Spider-Man : la version abandonnée de Cannon Films

Mathieu Lapon | 13 décembre 2021 - MAJ : 13/12/2021 15:11
Mathieu Lapon | 13 décembre 2021 - MAJ : 13/12/2021 15:11

En 1985, la société Cannon Films est en passe de produire un film Spider-Man qui n'aboutira jamais. À quoi devait ressembler cette version du Tisseur ?

Avant la légendaire trilogie de Sam Raimi, qui marquera non seulement un tournant pour le genre super-héroïque, mais le cinéma tout entier, d'autres prétendants ont été en lice pour adapter sur grand écran l'Homme-Araignée. Différents metteurs en scène de renom ont été envisagés pour porter un tel fardeau (comme David Fincher et sa version préliminaire abandonnée ou James Cameron et "son meilleur film qui ne verra jamais le jour"), mais aussi des studios, et pas des plus glorieux.

Dans les années 1980, la société Cannon Films, connue alors pour ses productions à petits budgets, acquiert les droits de faire un film sur l'Araignée sympathique du quartier. Des prémices horrifiques du projet jusqu'à un versus plus classique avec le Docteur Octopus, à quoi aurait pu ressembler un film Spider-Man estampillé Cannon, le studio maître de la série B ?

 

Spider-Man : photoQuand l'horreur l'appelle au loin

 

Genèse à huit pattes

Comme le rappelle Digital Spy, c'est donc au milieu des années 1980 que Cannon Films fait son affaire, en s'arrogeant les droits de produire un film Spider-Man pour une bouchée de pain, à savoir 225 000 dollars. Une aubaine d'autant plus grande que le personnage est loin d'être un tâcheron dans le calendrier de Marvel, et garantirait moult revenus à la société de production. Néanmoins, ce droit n'est valable que cinq ans, ce qui pose un compte à rebours pour développer le film.
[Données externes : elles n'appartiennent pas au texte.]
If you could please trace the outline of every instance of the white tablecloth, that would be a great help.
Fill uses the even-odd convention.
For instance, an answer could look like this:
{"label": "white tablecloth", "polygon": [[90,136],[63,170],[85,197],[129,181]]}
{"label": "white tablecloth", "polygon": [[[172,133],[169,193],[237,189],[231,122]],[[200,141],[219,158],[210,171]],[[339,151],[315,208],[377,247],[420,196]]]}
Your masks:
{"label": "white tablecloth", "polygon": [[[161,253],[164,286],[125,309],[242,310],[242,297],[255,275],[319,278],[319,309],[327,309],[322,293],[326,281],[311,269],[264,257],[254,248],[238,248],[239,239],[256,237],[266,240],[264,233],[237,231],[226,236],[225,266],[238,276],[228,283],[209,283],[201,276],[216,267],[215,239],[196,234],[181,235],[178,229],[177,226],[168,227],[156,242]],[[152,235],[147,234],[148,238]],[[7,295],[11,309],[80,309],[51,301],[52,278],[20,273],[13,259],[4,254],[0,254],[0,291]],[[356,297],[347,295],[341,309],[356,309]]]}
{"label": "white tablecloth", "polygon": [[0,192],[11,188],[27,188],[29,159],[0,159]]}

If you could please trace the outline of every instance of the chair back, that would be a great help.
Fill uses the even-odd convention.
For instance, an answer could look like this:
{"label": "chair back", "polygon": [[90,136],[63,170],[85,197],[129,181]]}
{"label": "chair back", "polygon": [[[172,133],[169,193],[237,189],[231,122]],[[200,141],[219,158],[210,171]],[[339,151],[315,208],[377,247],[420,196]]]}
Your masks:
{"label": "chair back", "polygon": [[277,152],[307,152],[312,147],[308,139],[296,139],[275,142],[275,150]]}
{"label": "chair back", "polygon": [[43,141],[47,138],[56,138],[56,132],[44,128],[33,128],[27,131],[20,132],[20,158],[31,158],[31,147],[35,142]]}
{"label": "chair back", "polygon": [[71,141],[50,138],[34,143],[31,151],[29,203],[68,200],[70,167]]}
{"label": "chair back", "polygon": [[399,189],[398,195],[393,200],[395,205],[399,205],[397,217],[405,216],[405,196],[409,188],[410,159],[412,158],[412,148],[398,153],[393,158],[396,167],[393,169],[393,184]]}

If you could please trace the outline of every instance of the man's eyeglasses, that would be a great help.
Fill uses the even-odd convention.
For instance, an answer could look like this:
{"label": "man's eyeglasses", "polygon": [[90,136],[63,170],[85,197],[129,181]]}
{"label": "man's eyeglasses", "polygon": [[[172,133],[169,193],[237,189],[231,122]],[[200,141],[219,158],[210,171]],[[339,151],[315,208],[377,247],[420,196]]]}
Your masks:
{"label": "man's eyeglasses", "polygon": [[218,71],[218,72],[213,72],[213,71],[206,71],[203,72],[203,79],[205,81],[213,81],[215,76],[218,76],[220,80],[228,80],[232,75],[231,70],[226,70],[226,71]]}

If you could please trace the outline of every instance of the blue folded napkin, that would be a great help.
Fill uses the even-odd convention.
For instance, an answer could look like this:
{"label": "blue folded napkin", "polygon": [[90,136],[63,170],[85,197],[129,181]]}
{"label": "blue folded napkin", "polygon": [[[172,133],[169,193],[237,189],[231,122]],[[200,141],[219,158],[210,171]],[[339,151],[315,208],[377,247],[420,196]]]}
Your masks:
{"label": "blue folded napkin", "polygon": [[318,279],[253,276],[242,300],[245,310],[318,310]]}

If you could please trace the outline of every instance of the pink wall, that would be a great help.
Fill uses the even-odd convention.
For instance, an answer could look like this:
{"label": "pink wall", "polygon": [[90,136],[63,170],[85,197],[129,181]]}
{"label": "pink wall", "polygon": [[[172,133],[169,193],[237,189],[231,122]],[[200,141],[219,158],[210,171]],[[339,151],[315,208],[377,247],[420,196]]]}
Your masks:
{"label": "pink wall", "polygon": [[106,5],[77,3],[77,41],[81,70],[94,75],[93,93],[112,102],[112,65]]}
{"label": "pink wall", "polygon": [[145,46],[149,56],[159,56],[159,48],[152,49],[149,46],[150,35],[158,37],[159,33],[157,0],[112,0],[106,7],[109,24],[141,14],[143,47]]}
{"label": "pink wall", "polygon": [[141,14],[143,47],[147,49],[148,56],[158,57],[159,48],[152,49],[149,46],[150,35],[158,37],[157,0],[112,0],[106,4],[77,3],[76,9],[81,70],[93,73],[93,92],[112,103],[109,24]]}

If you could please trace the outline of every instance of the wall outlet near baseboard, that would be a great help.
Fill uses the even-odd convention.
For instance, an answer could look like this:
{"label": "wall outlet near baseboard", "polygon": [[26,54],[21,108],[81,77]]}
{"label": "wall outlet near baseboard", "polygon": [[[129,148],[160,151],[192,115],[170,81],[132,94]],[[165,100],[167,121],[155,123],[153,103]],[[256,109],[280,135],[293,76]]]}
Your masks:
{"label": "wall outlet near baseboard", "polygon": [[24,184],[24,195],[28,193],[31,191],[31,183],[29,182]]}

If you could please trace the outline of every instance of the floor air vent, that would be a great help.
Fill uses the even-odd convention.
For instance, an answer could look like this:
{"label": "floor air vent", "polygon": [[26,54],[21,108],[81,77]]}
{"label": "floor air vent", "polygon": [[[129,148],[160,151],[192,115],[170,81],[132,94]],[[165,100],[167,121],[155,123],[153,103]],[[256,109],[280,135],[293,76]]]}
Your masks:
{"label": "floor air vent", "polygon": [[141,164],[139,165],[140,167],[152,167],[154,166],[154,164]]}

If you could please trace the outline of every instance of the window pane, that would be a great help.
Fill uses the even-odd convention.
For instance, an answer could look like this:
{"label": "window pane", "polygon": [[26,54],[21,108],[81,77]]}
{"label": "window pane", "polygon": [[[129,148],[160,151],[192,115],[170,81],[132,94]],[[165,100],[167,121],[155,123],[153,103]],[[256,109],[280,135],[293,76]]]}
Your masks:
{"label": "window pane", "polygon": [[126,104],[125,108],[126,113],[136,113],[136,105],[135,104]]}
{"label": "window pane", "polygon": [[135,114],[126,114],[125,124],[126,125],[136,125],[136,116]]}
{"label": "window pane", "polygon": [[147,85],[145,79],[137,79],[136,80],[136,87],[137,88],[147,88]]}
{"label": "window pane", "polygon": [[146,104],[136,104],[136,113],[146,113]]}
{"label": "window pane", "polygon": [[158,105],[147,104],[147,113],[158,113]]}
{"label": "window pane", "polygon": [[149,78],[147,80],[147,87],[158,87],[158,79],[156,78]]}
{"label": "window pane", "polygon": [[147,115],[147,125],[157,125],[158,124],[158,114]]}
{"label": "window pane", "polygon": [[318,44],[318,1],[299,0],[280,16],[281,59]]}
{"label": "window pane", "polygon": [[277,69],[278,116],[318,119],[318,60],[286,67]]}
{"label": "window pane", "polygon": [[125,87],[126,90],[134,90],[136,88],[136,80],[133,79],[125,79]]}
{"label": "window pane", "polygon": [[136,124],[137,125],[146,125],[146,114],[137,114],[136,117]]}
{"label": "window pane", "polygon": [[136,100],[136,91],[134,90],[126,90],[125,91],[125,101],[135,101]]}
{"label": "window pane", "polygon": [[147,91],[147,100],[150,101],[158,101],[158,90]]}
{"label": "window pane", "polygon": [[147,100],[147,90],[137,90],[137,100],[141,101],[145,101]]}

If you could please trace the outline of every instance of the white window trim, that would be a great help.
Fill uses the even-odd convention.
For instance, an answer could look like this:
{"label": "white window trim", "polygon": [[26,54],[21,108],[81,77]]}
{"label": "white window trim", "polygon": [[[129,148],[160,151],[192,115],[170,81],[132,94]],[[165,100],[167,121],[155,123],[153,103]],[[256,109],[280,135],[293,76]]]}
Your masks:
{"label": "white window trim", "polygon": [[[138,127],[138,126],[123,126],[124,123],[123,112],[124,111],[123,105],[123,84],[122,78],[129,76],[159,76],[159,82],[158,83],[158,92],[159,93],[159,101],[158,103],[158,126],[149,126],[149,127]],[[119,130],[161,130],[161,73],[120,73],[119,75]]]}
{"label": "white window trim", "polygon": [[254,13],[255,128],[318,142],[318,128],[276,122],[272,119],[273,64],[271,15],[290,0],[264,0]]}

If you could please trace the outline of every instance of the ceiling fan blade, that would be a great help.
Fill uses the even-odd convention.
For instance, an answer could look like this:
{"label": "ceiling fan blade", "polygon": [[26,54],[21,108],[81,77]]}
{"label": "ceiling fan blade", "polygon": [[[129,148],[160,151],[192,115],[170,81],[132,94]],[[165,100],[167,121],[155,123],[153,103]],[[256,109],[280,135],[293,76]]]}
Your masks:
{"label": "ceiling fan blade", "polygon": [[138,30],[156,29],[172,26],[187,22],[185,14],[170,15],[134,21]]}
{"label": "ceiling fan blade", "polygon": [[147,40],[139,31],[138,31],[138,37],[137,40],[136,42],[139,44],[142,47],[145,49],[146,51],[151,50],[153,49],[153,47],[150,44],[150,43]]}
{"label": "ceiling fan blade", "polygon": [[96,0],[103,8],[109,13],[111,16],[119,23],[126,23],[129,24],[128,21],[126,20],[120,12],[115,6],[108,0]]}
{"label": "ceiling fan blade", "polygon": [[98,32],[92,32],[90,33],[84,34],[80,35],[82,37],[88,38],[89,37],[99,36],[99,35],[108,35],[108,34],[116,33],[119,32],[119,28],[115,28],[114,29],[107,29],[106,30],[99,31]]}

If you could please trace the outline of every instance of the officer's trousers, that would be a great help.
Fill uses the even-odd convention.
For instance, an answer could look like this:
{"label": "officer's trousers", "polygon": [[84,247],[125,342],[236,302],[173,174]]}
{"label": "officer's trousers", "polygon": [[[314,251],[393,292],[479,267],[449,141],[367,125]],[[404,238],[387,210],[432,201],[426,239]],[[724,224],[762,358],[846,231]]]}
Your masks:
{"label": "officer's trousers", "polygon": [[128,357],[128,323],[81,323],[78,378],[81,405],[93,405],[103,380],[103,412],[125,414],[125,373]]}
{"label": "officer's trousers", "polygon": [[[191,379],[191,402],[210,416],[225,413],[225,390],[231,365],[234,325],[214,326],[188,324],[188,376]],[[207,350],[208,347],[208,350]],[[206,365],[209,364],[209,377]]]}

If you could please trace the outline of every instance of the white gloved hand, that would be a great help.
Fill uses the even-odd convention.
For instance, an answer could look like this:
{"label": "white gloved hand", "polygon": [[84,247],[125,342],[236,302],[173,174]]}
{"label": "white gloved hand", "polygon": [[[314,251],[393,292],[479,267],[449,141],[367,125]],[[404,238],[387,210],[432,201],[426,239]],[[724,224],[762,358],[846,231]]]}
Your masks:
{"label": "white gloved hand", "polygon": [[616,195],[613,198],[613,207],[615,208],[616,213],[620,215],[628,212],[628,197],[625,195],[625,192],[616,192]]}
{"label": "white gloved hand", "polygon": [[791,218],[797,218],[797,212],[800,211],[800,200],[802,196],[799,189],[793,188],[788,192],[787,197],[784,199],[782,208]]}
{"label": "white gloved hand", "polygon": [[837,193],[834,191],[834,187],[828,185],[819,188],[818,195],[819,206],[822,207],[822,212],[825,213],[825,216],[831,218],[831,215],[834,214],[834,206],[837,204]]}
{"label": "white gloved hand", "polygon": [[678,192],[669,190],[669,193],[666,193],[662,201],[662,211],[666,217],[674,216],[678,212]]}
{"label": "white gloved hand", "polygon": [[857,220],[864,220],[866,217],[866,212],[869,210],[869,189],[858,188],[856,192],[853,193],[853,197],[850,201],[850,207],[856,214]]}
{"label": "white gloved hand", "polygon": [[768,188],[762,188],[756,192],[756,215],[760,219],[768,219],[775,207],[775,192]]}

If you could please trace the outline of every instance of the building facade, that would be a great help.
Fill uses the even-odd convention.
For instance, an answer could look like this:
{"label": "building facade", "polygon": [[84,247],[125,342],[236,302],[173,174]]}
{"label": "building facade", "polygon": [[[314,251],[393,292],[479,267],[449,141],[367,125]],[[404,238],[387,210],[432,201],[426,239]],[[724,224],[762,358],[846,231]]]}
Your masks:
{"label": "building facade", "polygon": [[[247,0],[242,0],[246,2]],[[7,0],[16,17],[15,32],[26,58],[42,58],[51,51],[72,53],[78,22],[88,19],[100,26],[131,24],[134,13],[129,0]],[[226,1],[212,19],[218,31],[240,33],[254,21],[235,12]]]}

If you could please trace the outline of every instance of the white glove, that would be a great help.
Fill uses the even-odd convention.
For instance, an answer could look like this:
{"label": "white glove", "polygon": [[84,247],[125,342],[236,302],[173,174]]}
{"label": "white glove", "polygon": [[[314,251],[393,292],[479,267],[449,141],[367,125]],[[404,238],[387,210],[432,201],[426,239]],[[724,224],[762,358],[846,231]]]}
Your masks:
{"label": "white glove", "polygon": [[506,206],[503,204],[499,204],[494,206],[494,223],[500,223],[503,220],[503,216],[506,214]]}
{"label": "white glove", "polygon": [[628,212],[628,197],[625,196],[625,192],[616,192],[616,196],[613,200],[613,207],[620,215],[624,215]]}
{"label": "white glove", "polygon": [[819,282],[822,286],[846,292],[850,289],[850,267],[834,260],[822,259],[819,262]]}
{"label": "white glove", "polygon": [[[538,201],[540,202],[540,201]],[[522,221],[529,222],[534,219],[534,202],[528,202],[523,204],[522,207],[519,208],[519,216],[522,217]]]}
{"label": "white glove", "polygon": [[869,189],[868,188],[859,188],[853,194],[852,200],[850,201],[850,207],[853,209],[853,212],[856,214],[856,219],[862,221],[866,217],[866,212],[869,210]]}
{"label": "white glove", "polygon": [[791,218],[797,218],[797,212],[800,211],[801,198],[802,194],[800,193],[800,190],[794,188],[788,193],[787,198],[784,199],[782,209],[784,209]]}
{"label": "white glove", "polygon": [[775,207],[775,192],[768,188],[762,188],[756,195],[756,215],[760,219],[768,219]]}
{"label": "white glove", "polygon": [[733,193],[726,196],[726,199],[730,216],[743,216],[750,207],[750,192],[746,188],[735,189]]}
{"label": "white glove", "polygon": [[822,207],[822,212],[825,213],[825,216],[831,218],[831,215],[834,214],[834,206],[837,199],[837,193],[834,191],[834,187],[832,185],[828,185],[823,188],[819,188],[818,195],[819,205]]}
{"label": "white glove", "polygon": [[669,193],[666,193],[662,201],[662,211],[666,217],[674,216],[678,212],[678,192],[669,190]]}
Le réalisateur Tobe Hooper, alors connu pour avoir fait dix ans plus tôt Massacre à la tronçonneuse, est attaché au projet. C'est un choix qui peut paraître surprenant (autant que Sam Raimi et sa saga Evil Dead, après tout), mais qui fera totalement sens avec les intentions de la production... qui veut faire de son Spider-Man un film horrifique. Mais comment adapter l'histoire du Tisseur de façon horrifique ? À cela, Cannon répond : "En n'adaptant pas l'histoire du Tisseur". On s'accroche parce que c'est de la bonne, comme on dit.

 

Spider-Man : Photo Tobey MaguireRenfilez vos lunettes, vous aurez besoin de le voir pour y croire

 

Hooper et Cannon balayent dès les prémices du projet les ingrédients typiques d'un film Spider-Man. Exit l'écolier, la morsure de l'araignée radioactive, le super-héros en collants qui sert la veuve et l'orphelin, et place à Peter Parker, immédiatement journaliste. Il se voit, pour on ne sait quelle raison, enlevé par un maléfique savant fou du nom de "Docteur Zork". Dans toute sa vilenie, Zork transforme Peter en monstre à huit pattes.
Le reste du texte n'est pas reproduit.